< a quantity that can be divided into another a whole number of time />

Galton-Watson process

April 4, 2020

We already talked about Markov models and branching process. Formally, branching processes allow to model a random genealogical or phylogenetic tree with a common ancestor — we also say this is a rooted tree. Let’s assume it is unique. This tree can be defined in a recursive manner:

The Galton-Watson process is the random sequence of counts for each generation, $Z_n$ ($n\ge 0$). Its probability law is clearly deduced from the discrete probability $p_k$. Let’s further assume that $\sum_{k\ge O} k^2p_k < \infty$. This process can also be expressed as a Markov Chain: Let’s denote $p_j^{*i}$ the probability law resulting from the convolution of the probability law of reproduction of the process:

$$ p_j^{*i} = \sum_{k_1+\dots+k_i=j} p_{k_1}\dots p_{k_i}. $$

A Galton-Watson process is a Markov chain on positive integers with transition probability:

$$ Q(i,j) = \mathbb{P}\left( Z_{n+1} = j \mid Z_n = i\right) = \begin{cases} p_j^{*i}\quad \text{if}\: i\neq 0,\cr \delta_{0j}\quad \text{otherwise}\end{cases}. $$

Little calculus show that the first two moments of $Z_n$ using recurrence are:1

$$ \begin{align} \mathbb{E}(Z_n) &= m^n,\cr \mathbb{V}(Z_n) &= \begin{cases} \sigma^2m^{n-1}\frac{m^n-1}{m-1}\quad \text{if}\: m\ne 1,\cr n\sigma^2\quad\text{otherwise}\end{cases} \end{align} $$

It can further be shown that population extinction (i.e., $Z_n=0$) occurs with probability 1 if $\mathbb{E}(Z_n)\le 1$. If, on the other hand, $\mathbb{E}(Z_n) > 1$, then the probability of extinction $q<1$ is the unique solution of $\phi(s)=s$, $s\in [0;1[$, where $\phi(s) = \sum_{k=0}^{+\infty} p_ks^k$, $\forall s\in [0;1]$, is the moment generating function of $Z_n$.

Here is a little application of this process in biology.
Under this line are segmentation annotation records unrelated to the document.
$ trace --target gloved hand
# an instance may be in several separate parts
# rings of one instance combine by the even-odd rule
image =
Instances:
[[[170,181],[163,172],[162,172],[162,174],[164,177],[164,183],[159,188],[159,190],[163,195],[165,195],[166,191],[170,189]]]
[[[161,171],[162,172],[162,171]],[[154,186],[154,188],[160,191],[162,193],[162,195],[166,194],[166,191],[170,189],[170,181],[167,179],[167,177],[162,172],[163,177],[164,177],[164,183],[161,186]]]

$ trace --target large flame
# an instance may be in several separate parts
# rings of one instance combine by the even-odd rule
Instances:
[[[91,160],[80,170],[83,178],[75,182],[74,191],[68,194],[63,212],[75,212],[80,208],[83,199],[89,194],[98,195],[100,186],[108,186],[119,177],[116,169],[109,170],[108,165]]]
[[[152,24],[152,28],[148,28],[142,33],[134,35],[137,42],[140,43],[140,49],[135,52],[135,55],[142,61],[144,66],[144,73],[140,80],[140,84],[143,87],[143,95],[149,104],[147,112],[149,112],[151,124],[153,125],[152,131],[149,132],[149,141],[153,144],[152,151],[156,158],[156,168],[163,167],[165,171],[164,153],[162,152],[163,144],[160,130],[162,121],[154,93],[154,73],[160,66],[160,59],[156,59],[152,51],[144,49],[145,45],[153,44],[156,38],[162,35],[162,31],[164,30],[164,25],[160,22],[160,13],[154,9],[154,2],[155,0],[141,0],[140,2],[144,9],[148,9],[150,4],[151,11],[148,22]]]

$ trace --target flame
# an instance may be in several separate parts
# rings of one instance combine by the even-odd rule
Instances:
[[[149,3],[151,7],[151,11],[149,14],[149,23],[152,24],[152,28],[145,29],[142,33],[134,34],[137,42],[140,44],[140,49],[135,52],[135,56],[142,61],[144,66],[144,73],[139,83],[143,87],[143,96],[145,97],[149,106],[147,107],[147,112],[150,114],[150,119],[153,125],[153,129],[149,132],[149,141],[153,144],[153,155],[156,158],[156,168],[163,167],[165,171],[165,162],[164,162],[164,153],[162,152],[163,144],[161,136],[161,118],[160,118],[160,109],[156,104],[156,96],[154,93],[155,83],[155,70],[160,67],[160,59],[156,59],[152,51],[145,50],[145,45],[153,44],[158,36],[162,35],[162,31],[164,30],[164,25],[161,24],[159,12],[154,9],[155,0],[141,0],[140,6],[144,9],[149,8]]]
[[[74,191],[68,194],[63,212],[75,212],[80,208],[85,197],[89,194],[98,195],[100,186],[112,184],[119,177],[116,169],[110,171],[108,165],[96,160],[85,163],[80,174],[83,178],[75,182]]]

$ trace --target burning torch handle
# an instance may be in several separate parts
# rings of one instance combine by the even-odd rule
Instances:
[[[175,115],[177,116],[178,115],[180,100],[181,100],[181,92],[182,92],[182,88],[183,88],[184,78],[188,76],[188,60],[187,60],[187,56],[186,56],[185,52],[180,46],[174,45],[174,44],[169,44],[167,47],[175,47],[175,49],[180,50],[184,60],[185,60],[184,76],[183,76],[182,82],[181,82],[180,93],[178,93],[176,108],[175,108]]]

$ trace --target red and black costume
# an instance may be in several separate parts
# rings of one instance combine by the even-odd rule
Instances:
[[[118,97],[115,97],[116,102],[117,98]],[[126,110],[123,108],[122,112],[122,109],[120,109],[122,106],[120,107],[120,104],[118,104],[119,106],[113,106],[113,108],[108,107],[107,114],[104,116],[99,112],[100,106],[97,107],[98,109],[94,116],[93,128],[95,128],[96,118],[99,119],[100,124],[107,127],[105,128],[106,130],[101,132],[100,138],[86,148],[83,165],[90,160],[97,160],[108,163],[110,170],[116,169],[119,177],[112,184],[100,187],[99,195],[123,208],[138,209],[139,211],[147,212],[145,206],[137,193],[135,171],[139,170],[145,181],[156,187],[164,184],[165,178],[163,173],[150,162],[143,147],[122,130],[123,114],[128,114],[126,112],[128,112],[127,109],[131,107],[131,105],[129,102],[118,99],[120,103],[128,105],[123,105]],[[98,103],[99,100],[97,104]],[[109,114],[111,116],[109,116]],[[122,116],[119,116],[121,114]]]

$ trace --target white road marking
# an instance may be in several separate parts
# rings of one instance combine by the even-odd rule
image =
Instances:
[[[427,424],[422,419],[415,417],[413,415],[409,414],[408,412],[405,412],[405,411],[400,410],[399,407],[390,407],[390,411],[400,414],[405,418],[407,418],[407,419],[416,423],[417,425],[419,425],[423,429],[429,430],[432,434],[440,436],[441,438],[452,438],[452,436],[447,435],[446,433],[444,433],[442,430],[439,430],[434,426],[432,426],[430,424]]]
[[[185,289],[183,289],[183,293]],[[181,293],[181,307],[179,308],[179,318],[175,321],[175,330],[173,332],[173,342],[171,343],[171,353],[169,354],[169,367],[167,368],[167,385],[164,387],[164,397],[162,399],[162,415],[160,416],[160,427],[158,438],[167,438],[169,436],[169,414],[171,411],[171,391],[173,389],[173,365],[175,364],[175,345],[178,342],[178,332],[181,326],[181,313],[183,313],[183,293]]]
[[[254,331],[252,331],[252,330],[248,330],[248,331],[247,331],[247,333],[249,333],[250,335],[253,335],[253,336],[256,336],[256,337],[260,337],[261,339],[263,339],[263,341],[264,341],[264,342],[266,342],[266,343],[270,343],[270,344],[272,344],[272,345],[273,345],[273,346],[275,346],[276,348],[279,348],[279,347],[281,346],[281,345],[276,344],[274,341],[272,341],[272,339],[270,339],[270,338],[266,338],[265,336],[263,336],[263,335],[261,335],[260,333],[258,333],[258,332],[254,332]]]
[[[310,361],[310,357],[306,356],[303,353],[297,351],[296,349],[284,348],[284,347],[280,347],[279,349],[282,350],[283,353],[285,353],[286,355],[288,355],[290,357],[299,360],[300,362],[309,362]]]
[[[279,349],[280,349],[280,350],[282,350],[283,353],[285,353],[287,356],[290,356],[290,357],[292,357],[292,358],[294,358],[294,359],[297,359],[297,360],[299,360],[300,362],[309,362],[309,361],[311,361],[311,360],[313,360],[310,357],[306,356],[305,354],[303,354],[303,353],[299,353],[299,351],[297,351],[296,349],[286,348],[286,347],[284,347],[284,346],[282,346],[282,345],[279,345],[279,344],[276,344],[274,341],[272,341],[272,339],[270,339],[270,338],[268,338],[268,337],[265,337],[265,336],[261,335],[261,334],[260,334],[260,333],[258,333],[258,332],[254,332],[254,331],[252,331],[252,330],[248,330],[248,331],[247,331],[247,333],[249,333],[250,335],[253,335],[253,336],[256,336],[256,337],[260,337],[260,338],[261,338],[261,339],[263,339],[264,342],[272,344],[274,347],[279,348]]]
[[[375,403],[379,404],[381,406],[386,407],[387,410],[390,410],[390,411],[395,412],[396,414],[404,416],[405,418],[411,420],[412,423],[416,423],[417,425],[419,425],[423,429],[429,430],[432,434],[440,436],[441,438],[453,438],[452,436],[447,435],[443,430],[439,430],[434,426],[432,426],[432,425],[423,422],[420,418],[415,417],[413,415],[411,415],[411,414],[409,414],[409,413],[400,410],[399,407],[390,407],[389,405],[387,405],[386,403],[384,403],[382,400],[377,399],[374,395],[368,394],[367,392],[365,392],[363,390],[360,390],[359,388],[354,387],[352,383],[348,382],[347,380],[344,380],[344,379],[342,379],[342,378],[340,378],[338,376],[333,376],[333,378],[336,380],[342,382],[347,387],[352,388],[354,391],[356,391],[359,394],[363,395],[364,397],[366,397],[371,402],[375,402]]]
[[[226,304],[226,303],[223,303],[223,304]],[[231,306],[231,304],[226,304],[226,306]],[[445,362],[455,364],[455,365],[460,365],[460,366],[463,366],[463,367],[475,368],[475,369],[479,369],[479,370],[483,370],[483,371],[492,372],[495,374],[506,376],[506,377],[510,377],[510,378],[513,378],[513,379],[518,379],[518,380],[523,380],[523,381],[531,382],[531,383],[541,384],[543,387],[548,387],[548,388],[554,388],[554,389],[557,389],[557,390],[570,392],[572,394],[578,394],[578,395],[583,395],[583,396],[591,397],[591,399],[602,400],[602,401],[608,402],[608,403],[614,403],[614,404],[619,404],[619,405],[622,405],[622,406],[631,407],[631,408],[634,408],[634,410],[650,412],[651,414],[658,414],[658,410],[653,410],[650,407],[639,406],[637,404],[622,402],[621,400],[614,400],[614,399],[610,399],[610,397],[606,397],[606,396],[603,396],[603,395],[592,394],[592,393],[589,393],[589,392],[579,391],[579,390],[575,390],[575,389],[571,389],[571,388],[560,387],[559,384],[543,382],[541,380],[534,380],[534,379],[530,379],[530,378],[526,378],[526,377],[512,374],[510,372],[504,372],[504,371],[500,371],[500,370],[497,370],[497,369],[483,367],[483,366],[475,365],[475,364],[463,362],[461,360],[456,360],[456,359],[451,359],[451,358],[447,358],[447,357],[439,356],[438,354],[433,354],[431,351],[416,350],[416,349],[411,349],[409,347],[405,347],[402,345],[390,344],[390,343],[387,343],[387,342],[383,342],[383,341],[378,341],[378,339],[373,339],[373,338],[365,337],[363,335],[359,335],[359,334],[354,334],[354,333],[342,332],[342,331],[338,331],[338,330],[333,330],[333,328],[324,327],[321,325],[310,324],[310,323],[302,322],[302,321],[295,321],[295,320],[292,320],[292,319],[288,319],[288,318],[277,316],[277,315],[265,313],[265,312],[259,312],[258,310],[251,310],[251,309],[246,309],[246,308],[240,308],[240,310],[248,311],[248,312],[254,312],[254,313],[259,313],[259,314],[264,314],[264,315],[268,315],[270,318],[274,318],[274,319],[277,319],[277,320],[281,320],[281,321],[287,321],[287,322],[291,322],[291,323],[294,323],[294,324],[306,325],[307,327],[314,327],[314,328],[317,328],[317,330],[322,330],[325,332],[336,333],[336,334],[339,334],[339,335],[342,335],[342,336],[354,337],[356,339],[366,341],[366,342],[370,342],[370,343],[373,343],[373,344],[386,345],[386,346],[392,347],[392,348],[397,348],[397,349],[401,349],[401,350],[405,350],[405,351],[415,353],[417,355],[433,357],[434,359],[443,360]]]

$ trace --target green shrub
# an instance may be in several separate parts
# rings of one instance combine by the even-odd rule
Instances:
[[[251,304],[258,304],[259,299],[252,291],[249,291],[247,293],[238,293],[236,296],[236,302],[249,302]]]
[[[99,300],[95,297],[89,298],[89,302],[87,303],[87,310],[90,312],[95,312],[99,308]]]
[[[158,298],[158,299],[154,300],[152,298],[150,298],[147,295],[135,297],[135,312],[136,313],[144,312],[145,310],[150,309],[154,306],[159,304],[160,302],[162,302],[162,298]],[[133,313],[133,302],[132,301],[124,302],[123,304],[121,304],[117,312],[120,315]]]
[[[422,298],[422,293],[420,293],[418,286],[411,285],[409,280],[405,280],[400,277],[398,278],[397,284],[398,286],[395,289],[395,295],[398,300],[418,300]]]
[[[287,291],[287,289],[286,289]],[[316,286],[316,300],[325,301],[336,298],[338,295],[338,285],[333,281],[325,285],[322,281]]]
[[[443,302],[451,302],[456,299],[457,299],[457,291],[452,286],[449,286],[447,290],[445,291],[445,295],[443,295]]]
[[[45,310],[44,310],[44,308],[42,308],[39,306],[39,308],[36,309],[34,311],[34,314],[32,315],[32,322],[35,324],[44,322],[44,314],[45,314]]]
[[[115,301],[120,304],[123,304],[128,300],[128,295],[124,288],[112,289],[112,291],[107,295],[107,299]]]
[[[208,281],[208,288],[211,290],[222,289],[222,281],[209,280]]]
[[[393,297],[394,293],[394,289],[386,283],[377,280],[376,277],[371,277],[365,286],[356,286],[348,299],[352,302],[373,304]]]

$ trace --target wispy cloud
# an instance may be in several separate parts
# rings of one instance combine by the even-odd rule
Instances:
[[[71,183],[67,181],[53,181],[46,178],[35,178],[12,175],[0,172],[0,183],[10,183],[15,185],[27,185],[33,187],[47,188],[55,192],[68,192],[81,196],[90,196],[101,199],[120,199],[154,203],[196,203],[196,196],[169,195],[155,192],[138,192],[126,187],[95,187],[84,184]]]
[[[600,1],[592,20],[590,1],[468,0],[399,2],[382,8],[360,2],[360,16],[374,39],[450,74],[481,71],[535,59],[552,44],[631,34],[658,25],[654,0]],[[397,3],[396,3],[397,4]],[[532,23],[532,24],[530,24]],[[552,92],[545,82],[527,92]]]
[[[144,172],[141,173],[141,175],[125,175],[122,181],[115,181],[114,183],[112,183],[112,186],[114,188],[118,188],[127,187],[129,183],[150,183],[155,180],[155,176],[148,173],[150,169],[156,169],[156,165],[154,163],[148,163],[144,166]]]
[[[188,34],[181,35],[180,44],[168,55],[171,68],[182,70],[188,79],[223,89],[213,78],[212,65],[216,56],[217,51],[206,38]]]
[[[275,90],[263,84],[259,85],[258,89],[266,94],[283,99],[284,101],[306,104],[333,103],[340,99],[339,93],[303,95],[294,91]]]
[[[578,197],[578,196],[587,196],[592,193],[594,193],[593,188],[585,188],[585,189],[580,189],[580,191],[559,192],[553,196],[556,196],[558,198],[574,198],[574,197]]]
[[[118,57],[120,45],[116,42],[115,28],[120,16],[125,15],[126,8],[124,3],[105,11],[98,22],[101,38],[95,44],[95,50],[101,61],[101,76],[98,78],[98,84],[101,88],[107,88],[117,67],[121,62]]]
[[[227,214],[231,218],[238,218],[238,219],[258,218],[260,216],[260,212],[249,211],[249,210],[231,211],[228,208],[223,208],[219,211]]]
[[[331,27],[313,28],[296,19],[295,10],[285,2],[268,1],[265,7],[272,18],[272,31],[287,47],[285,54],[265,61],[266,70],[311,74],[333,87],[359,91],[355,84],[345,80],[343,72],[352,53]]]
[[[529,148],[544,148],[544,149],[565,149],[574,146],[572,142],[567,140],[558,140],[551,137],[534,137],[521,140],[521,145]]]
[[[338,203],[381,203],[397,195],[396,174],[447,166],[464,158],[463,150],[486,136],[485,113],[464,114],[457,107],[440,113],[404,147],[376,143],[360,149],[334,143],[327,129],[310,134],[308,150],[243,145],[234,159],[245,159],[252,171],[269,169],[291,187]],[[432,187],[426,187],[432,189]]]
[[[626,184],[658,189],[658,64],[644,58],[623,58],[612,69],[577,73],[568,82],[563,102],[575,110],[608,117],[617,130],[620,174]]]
Polymerase Chain Reaction (PCR) is a technique of in vitro enzymatic amplification which can be used to increase the number of available DNA strands. Denaturation, cooling and extension of DNA strands are the three main steps in each cycle of amplification. When this cycle is correctly achieved, the number of DNA strands is doubled. However, a certain number of failures can be observed.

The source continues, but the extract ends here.